There are a lot of non-food words that have come into English from Malay, as well, including amok, bamboo, camphor, cassowary, cockatoo, compound (the second meaning—an enclosed group of buildings), cooties (from the Malay word for lice), gecko, gingham, gong, gutta-percha, junk (the boat), kapok, mandarin, orangutan, pandanus, ramie, rattan, and sarong.

So next time you’re lounging in a rattan chair, wearing a ramie shirt and eating a bit of satay (but hopefully not with ketchup), remember that it was the great trading empire of the Malay that brought it all to you.

In the recipe below, the ginger of India combines with the soy sauce of China in a dish that is classic Malay fusion. It’s an elegant and fabulously flavorful dish that’s actually quite easy. Enjoy.

Malaysian Ginger and Soy Sauce Chicken

2-inch piece of fresh ginger

1 large onion (see Note below)

4 cloves garlic, peeled

1 approx. 5-lbs. roasting chicken

6 Tbs. vegetable oil

4 Tbs. soy sauce

4 Tbs. rice vinegar

3½ Tbs. brown sugar

Peel and roughly chop the ginger and onion. Place ginger, onion, and garlic cloves in a blender or food processor and blend into a paste. (If ingredients are a bit dry or your blender is a bit feeble, you can add a teaspoon or two of water to keep things moving.)

Remove the neck and giblets from the chicken, and put them somewhere safe (the freezer is good) for future use. Place the chicken in a roasting pan. Divide the ginger paste in half. Rub the chicken, inside and out, with one half of the paste. Cover the chicken and let it rest/marinate for 45 minutes to an hour.

Preheat oven to 350°F.

To the remaining ginger paste, add the oil, soy sauce, rice vinegar, sugar, and ½ cup of water. Tilt the chicken so that the opening is uppermost (pull up tail, and plump and press the chicken so that this opening stays slightly elevated even when you’re not holding it), and pour in as much of the soy sauce mixture as you can. Fold flaps of skin around the opening. (If you don’t have enough tilt to keep most of the liquid inside, you might want to use a skewer to close the flaps around the opening a bit.)

Roast the chicken for 30 minutes, basting it a couple of times with the remaining soy mixture.

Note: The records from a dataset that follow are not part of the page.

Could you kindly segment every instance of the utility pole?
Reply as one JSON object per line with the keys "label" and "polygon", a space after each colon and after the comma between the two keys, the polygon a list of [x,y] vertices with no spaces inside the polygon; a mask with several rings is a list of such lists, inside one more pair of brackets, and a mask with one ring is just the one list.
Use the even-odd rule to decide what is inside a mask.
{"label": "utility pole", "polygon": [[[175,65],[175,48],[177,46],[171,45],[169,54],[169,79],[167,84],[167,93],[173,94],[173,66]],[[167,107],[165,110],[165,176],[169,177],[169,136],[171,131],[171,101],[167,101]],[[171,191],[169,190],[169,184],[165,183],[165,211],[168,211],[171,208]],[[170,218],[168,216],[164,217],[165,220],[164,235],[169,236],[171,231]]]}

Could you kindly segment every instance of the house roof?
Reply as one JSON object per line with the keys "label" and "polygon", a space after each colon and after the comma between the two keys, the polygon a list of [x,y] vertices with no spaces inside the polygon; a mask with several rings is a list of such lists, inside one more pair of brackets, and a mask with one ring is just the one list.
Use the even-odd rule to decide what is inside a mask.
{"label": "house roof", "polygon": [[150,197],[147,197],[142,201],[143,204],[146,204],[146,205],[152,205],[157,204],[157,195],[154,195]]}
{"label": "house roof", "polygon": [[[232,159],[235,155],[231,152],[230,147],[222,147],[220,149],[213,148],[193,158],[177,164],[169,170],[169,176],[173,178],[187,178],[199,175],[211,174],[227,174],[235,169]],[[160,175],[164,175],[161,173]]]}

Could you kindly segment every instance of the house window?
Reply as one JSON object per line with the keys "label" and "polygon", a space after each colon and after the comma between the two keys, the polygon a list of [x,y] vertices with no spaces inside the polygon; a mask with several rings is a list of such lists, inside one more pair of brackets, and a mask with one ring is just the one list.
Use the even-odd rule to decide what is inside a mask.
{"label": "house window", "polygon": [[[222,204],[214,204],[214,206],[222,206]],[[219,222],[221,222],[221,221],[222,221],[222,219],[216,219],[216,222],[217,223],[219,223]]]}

Then, pour the rest of the soy mixture around the chicken and roast for an additional 60 minutes (or slightly longer, if bird is larger than 5 pounds), basting occasionally, until chicken is done (juices will run clear). In the unlikely event that the pan juices begin to dry out while the chicken roasts, add a little more water to the pan.

When done, remove chicken from oven and allow it to rest for about 10 minutes before carving or cutting into serving pieces. Serve chicken with the sauce/juices from the pan and the onion and ginger from the bird’s cavity.

Serves 4-6.


A large onion is not the giant onion you find turned into those fried “flowers” at some restaurants. It’s just large—closer to a baseball than a softball.